42. Easy command shortcuts
You can press the tab key while using the command-line to automatically complete command names as well as system paths. You can also cursor up through your command history, and use 'Ctrl + r' to search for a command starting with the characters you begin to type.
43. Replace heavy GUI applications with command-line equivalents
There are command-line versions of most desktop applications. You could install and use 'pine' for your email and news, for instance. Or try 'lynx' for web browsing and 'wget' or 'ncftp' for downloading files. 'mc', short for Midnight Commander, is a feature-full file manager, and all of these tools will run on hardly any memory with hardly any CPU requirements.
44. Create an ISO image from a CD or a DVD
You can create an ISO image from optical media, and most attached devices, by using a single command on the terminal. Type 'dd if=/dev/cdrom of=disk.iso bs=1024' to make a raw copy of the data and drop it into the disk.iso file. You may need to unmount the drive first, by typing 'sudo umount /dev/cdrom'.
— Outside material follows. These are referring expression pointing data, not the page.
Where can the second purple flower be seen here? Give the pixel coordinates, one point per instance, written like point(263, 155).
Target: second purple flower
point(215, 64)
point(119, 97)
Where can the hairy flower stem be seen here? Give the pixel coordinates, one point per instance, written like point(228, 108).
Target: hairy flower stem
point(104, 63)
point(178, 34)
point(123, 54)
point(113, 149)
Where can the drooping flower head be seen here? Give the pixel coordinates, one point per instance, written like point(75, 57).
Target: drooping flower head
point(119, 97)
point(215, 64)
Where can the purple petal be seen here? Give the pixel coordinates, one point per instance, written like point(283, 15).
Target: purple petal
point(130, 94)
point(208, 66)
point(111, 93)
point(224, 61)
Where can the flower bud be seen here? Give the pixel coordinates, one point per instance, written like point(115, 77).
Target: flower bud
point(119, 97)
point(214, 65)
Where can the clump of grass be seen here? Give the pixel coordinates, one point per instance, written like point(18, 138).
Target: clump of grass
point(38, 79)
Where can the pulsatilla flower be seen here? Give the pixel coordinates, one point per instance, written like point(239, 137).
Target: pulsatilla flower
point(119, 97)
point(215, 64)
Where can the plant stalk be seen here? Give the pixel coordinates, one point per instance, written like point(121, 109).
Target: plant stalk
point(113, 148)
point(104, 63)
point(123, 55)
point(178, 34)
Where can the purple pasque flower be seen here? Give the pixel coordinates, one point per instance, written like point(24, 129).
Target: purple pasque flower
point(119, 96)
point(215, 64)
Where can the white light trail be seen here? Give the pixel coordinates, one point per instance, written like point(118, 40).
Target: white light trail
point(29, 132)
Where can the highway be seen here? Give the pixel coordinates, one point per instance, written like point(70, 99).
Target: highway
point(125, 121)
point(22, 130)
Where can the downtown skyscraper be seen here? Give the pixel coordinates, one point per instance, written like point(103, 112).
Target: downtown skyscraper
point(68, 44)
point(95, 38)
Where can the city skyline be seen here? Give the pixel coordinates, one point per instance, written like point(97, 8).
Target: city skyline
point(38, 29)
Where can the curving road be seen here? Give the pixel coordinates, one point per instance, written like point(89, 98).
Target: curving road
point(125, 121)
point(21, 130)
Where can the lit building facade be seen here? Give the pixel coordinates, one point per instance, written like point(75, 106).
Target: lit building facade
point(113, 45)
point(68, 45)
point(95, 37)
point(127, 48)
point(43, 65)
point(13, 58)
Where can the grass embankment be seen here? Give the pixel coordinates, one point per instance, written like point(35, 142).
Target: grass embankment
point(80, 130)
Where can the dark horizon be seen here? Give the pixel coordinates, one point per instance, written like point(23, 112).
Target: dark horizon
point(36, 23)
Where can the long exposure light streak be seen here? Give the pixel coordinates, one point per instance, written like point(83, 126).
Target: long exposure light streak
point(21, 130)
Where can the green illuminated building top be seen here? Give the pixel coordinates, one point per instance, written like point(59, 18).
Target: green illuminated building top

45. Read an ISO disc image without burning it
If you've downloaded an ISO disc image, and you want to access the files on it without wasting an optical disk, you can create a virtual drive from the image with a single command. Open the terminal from the Accessories menu. Type 'sudo mkdir /mnt/image', followed by 'sudo mount -o loop disk.iso /mnt/image'. You can now browse the disc by pointing a file browser at the '/mnt/image' folder.
46. Use the 'screen' command
After you've got used to the command-line, one of the best commands to learn is called 'screen'. It's the command equivalent to virtual desktops, and it lets you run several sessions at once, as well as suspend and resume a session. Type 'screen' to start, then press 'Ctrl a' followed by 'c' to create a new session. 'Ctrl a' and 'n' or 'p' will switch through the active sessions. 'Ctrl a' and 'd' will detach from the session, while typing 'screen -r' will resume one.
47. Access your Ubuntu machine from anywhere
The best thing about the command-line is that you can use it to access your machine securely from anywhere on the internet. The key to this is something called 'SSH' – the secure shell. Install 'openssh-server' through Synaptic and use a tool called 'putty' on a Windows machine, or 'ssh' on Linux, to access the command-line through your user accounts on your Ubuntu box.
48. Transfer files between computers files quickly and securely
With the open SSH server installed and running, you can quickly and securely transfer files to and from the remote computer using the 'sftp' command. It works just like FTP, and accepts both 'put' and 'get' for file tranfers. If you prefer a GUI, we recommend using Filezilla on Windows, or 'sftp://' as a protocol in KDE.
49. Avoid typing 'sudo'
You might have noticed that for almost every important configuration command you type, you need to precede it with 'sudo' and your password. This can be a real pain if you're typing one sudo command after the other. Avoid this hassle by typing 'sudo bash', this transparently replaces the current shell with a new one, complete with administrator privileges.
50. Create a root account
If you find yourself spending more and more time requiring system administration privileges, you may as well enable the root account. Just type 'sudo passwd root', and enter your password followed by a new one for the root account. You can now type 'su root' to login as root, but you should only use this mode for essential system maintenance.